Madison Keys celebrates
Madison Keys makes her second grand slam final at the age of 29 - Getty Images/Andy Cheung

American veteran Madison Keys stopped the Iga Swiatek train in spectacular style, coming from behind to edge a three-set epic by the smallest margin possible.

Swiatek had been untouchable at the Australian Open to date, dropping only 14 games across the first five rounds. But the players she had beaten – who included Emma Navarro and Emma Raducanu – were all line-and-length types with medium-paced shots and scampering movement.

Keys is the opposite: perhaps the heaviest hitter on the women’s tour, with the possible exception of the woman she will now face in the final, Aryna Sabalenka.

Keys’s serve, in particular, is an absolute blunderbuss, reaching a maximum figure – 120mph – that would not look out of place in the men’s draw. And it was to that serve that she turned at 7-8 down in the deciding-set tie-break.

Crunch: an ace out wide to level the scores. Boom: another serve on to the sideline, which Swiatek parried but could not direct back into court. Keys had match-point for a place in her first major final in eight years. A few seconds later, Swiatek had fired one final forehand long, and Keys was through, by a 5-7, 6-1, 7-6 scoreline.

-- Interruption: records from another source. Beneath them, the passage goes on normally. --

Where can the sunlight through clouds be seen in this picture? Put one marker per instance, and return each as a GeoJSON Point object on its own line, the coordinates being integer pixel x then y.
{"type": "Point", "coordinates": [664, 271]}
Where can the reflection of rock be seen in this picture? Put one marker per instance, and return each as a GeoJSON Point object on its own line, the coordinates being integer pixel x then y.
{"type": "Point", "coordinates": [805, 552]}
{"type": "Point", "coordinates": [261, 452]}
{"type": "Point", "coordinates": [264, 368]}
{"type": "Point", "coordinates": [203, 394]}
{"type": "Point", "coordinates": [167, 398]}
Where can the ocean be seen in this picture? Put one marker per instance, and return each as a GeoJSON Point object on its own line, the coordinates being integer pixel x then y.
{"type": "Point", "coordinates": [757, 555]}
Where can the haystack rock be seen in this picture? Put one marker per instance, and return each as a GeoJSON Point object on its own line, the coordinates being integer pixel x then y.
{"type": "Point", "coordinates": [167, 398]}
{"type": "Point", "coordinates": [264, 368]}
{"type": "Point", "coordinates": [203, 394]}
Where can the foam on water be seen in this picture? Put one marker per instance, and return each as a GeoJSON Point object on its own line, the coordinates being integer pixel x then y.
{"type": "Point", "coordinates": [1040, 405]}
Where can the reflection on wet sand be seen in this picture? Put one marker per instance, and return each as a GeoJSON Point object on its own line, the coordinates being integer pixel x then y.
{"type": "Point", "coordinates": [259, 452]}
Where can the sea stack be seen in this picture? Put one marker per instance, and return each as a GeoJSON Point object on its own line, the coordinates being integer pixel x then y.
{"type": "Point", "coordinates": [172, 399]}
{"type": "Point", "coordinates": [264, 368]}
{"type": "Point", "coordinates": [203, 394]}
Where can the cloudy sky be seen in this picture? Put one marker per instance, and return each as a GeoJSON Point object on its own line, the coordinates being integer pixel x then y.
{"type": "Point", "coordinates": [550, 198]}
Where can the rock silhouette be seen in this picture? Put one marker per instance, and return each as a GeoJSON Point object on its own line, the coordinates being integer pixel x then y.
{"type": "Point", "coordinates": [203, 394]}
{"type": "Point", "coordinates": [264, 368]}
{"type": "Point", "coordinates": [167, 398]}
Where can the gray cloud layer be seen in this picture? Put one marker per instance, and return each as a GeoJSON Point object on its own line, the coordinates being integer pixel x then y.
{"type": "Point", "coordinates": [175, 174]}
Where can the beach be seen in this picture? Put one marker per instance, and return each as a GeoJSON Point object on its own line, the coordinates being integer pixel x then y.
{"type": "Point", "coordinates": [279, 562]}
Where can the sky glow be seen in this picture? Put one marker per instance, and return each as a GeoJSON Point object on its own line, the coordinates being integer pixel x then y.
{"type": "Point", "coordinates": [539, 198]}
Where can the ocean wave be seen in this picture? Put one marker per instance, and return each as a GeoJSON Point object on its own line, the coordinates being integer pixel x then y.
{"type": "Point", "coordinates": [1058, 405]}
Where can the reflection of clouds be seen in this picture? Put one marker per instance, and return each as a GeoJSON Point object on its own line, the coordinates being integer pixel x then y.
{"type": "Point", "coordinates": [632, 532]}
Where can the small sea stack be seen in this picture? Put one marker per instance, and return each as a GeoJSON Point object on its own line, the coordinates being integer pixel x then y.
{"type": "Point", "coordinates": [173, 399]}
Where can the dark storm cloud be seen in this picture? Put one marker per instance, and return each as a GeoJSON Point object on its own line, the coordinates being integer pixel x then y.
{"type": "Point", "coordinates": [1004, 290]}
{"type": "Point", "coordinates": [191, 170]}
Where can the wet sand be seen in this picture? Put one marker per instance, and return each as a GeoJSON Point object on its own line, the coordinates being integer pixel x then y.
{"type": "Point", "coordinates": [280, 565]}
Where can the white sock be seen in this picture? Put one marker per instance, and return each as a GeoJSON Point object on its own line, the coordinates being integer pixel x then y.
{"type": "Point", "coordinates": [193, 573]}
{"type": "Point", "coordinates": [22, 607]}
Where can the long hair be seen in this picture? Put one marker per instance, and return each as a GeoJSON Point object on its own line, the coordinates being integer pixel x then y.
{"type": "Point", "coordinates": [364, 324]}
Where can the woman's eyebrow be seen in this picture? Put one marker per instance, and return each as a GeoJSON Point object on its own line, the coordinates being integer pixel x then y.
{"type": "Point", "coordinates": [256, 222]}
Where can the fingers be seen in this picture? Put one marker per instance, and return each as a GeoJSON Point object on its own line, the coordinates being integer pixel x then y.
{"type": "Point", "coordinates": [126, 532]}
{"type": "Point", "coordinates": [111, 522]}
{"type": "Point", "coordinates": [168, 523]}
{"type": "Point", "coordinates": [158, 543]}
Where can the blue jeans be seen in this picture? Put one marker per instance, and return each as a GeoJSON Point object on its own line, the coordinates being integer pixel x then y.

This has been a tale of perseverance. While Keys is only 29, she has been playing at these events since she was 16, and has often been tipped as a major champion of the future. The nearest she came was the US Open final of 2017, where she was thumped by her close friend Sloane Stephens, winning only three games. This time, she is more mature, and will surely put up more resistance.

“During that match [the 2017 US Open final], I was so consumed with being nervous and the moment and the opportunity and all of that, that I never really gave myself a chance to actually play,” Keys said.

“The big thing for me has just been knowing that there are going to be a lot of moments where I’m uncomfortable in the match. It’s going to be stressful. You have thousands of people watching you. You might not be playing your best tennis.

“But instead of trying to shy away from that and search for settling or comfort or anything, just being OK that that’s the situation, and you can also play tennis through that, I think is something that I’ve been working really hard on.”

As it happens, Rod Laver Arena had hosted another match between a pair of self-styled “soulmates” in the earlier part of Thursday evening. This one pitted Sabalenka – world No 1 and defending champion – against Paula Badosa of Spain. And it was one-sided, with Sabalenka closing out a 6-4, 6-2 victory in a little under an hour and a half.

It briefly looked as if another upset could be on the cards when Badosa got off to a misleadingly fast start by winning the opening two games. At that stage, Sabalenka was firing unforced errors in all directions: six of them in the first 13 points. She seemed confounded by her own frightening power off the ground, as if trying to ride a high-speed motorbike for the first time. But she gradually found her balance and then the engine started purring.

Aryna Sabalenka
After a slow start, Aryna Sabalenka blew her friend Paula Badosa away - Getty Images/Yuichi Yamazaki

From 0-2 down, Sabalenka won 12 of the next 16 games to surge home. Her statistics in that dominant period showed 31 clean winners and just 15 more unforced errors: a two-to-one ratio which is rare in either draw, but particularly so on the women’s side. Towards the end of the match, Badosa found herself so far off the pace that she celebrated a rare hold of serve by thrusting both arms in the air.

“Everything she was touching today could become gold,” said Badosa afterwards. “I feel like she’s playing a PlayStation. If she plays like this, I mean, we can already give her the trophy.”